11 Resources for Students
There is no set textbook, although the following resources provide useful background reading:
- Eric Lehman, F. Thomson Leighton, and Albert R. Meyer, Discrete Mathematics for Computer Science. 1042 pages, online textbook, January 2018 edition.
- Carroll Morgan, (In-)Formal Methods: How to write programs that work, draft February 2021. (Appendices D.4-D.14, then D.1-D.3, then E.)
- John C. Reynolds , The Craft of Programming (download), Prentice-Hall, 1981.
11.1 Getting Help
Questions regarding the course material, assignments, exercises, and
general administrative questions should be asked on the course forum
(accessible from the course web page), where answers benefit the whole
class. Alternatively, approach the lecturer after class, or your tutor
after the tute, whichever applies. To discuss matters concerning your
personal performance, please send an email to the course account
cs2111@cse.unsw.edu.au
. For identification purposes, if you wish to
send email concerning the course, you must send the mail from your CSE
or UNSW student account (not from GMail, Yahoo, Bigpond or similar),
and include your student id and your full name.

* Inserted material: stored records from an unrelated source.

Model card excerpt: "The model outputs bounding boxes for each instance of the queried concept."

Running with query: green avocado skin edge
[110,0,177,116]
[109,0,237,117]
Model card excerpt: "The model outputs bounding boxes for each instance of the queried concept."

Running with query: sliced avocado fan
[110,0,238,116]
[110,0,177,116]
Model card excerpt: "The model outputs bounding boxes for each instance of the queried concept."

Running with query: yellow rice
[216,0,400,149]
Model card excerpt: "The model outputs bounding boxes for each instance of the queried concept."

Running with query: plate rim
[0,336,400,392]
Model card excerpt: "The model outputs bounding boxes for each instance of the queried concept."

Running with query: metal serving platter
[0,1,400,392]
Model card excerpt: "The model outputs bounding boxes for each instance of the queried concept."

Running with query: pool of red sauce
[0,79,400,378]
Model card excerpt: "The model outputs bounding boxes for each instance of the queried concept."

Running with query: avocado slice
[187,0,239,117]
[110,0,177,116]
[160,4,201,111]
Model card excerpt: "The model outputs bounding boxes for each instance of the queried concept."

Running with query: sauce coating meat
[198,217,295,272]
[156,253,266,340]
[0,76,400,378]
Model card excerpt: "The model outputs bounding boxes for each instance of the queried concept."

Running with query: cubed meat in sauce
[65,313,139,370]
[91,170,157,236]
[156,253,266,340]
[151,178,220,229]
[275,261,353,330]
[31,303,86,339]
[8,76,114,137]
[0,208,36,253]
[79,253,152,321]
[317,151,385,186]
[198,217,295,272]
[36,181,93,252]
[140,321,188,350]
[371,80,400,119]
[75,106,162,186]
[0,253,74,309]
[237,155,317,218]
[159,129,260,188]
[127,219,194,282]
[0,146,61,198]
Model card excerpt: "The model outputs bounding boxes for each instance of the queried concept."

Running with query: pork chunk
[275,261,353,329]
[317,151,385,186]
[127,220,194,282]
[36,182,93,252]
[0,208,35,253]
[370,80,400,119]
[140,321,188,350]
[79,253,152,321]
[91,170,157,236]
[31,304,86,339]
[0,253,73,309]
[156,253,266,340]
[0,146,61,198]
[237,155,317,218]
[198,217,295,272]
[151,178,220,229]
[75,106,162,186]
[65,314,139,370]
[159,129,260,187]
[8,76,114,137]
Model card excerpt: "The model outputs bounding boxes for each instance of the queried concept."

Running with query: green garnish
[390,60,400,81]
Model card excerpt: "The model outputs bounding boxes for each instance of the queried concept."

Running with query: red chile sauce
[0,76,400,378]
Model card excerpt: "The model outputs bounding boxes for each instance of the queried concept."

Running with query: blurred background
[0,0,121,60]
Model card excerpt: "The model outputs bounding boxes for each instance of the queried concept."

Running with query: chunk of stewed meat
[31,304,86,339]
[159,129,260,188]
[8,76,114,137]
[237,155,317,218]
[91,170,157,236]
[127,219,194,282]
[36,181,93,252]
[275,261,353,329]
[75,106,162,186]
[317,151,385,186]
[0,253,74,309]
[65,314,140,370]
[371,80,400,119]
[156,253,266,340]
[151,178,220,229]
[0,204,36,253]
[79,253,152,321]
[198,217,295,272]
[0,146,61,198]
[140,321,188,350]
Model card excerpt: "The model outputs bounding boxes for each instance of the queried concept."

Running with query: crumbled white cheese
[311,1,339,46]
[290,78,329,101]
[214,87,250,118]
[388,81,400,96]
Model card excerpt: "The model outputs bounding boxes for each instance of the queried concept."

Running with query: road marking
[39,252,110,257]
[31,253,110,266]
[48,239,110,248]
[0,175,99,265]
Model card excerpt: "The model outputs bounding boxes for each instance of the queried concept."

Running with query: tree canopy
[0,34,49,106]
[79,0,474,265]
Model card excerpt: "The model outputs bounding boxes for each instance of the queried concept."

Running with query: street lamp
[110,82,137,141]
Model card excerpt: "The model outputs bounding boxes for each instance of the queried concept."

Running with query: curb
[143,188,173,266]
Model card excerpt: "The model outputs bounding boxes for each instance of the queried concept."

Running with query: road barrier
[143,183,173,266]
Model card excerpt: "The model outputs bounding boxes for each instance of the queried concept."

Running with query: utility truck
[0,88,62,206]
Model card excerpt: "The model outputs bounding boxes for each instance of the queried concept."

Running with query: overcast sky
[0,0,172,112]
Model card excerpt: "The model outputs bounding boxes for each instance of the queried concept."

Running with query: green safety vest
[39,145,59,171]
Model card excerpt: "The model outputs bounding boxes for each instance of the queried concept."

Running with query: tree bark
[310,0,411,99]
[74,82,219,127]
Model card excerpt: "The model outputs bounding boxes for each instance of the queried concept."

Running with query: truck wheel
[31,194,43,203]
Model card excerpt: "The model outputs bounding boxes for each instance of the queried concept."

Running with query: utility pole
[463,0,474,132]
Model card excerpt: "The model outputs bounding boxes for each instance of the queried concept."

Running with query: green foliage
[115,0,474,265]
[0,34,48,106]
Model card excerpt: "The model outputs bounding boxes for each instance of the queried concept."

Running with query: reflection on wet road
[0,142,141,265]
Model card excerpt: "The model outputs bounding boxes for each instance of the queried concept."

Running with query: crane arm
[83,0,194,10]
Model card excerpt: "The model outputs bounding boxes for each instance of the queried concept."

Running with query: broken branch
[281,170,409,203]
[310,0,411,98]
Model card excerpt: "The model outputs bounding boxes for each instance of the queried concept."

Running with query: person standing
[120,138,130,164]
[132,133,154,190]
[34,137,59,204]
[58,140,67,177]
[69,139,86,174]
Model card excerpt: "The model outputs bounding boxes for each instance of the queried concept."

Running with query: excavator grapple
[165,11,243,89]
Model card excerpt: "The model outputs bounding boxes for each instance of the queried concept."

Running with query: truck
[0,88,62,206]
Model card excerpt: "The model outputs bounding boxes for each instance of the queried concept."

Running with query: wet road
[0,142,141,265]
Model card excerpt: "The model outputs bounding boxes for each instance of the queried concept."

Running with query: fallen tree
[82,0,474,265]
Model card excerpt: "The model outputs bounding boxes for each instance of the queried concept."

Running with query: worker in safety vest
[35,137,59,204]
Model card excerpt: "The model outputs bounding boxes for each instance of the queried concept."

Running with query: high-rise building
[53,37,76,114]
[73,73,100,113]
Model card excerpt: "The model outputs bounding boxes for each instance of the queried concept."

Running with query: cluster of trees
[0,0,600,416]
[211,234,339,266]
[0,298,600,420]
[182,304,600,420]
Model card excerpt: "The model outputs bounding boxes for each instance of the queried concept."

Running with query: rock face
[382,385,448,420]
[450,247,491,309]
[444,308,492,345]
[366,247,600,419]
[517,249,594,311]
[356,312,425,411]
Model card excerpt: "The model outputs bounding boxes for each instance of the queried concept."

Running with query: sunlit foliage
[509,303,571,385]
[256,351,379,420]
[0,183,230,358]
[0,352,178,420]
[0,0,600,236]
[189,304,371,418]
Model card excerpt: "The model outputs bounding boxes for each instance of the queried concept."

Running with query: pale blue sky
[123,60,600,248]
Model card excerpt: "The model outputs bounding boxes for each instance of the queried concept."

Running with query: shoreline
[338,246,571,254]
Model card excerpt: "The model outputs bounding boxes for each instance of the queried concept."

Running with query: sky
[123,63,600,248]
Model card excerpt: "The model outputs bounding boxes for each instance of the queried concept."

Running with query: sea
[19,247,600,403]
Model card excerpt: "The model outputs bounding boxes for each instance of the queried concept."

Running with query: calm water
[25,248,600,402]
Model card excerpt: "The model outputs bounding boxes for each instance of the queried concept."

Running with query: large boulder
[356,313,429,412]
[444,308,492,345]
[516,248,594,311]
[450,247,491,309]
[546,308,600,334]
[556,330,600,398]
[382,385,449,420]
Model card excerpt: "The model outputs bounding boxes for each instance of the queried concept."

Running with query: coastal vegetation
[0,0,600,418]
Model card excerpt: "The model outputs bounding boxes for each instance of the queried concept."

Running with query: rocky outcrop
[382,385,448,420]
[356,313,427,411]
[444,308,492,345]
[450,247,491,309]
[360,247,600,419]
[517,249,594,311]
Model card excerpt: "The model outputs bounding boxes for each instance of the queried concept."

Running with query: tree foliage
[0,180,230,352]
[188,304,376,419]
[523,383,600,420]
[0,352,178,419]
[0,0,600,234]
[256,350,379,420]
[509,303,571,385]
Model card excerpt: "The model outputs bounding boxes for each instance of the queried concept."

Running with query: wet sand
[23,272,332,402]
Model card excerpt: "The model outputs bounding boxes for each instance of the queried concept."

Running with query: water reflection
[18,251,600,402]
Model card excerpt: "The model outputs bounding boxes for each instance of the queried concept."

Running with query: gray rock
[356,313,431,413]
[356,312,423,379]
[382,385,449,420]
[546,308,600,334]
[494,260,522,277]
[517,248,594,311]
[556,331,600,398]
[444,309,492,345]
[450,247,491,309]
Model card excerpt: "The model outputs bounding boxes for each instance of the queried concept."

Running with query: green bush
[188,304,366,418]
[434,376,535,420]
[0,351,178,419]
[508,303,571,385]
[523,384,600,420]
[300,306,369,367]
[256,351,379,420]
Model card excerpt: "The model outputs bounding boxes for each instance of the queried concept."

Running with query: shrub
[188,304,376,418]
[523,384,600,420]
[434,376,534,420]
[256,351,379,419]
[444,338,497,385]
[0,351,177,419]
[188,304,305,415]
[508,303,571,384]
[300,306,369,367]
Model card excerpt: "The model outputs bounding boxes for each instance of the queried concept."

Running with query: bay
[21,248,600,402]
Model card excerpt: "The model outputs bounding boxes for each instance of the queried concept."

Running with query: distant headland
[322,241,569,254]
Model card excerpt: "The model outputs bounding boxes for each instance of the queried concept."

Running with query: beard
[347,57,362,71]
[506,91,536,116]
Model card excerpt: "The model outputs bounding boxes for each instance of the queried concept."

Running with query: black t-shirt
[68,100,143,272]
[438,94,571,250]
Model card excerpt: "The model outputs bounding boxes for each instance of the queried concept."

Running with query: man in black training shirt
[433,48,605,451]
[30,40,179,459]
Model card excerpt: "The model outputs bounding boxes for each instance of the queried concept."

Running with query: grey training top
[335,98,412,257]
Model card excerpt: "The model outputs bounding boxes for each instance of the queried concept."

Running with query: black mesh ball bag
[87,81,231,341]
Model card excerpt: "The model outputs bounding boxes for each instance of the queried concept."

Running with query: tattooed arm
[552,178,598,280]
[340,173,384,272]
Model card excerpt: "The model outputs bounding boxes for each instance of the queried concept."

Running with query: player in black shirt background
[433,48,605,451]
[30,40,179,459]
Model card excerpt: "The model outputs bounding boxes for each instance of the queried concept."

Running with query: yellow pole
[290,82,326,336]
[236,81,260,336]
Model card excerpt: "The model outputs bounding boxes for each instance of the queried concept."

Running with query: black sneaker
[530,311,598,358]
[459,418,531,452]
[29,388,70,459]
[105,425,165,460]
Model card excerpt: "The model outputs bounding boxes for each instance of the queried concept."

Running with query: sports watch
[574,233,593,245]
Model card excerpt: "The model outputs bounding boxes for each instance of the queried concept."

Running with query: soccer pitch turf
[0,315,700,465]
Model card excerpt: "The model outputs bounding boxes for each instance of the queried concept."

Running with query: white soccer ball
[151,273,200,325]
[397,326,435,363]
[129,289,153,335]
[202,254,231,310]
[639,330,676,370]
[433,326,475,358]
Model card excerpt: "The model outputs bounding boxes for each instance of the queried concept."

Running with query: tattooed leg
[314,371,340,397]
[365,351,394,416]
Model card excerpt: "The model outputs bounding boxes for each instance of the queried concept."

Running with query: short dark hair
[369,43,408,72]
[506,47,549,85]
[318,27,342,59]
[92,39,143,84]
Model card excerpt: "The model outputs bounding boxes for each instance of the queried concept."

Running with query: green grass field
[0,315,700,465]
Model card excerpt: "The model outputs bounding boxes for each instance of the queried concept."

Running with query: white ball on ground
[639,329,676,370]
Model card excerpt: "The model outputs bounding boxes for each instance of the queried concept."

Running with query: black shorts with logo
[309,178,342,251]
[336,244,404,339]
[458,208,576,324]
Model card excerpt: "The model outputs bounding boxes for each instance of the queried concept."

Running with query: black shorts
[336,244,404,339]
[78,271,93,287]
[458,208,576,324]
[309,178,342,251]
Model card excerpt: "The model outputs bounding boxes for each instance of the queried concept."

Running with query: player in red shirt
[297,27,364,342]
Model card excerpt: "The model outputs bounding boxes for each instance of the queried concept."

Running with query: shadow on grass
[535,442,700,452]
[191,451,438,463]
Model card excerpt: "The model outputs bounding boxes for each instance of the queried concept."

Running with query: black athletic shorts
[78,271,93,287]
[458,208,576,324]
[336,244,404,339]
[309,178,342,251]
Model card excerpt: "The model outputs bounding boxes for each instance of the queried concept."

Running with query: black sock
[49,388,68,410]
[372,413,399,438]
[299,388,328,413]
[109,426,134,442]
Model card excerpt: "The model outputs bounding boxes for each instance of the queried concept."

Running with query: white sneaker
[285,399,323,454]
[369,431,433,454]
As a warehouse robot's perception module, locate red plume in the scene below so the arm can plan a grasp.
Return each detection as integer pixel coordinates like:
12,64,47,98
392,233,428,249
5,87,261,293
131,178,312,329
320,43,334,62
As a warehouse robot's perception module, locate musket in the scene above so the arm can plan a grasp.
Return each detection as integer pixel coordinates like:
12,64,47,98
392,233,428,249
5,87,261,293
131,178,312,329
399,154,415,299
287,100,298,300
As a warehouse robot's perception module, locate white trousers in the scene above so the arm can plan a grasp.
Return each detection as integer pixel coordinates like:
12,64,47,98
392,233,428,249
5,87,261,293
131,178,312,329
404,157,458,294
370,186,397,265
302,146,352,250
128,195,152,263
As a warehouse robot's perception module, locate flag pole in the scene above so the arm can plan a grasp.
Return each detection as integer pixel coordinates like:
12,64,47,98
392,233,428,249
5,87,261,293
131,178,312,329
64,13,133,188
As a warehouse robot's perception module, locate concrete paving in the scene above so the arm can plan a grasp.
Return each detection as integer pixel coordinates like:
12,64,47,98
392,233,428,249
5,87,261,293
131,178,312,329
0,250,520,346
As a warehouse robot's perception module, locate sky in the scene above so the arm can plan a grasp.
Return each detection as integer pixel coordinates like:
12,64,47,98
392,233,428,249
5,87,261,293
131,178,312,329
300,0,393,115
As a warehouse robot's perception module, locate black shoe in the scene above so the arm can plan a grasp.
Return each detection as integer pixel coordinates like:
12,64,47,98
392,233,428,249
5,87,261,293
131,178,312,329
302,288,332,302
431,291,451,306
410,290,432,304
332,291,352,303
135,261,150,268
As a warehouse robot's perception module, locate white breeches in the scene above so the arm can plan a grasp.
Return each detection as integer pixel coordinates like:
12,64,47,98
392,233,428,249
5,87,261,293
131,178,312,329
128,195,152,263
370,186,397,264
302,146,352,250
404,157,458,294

12 Course Evaluation and Development
This course is being continuously improved and we will conduct a survey at the end of session to obtain feedback on the quality of the various course components. Your participation in the survey will be greatly appreciated.
Feedback from the last two years' offerings was generally positive, with the following actionable feedback:
- Some questions in assignments don't have immediately apparent ways to tell if an answer is correct. For questions involving deductive reasoning, this ideally shouldn't be the case and we will keep it in mind. However, note that certain questions, particularly those involving modelling, have no one correct answer.
- There is no textbook for the course. I do not intend to use a textbook for the course, but I appreciate that having learning material in writing beyond the slides would be valuable. I wrote lecture notes for some of the course last year, but didn't finish them. This year I hope to finish more.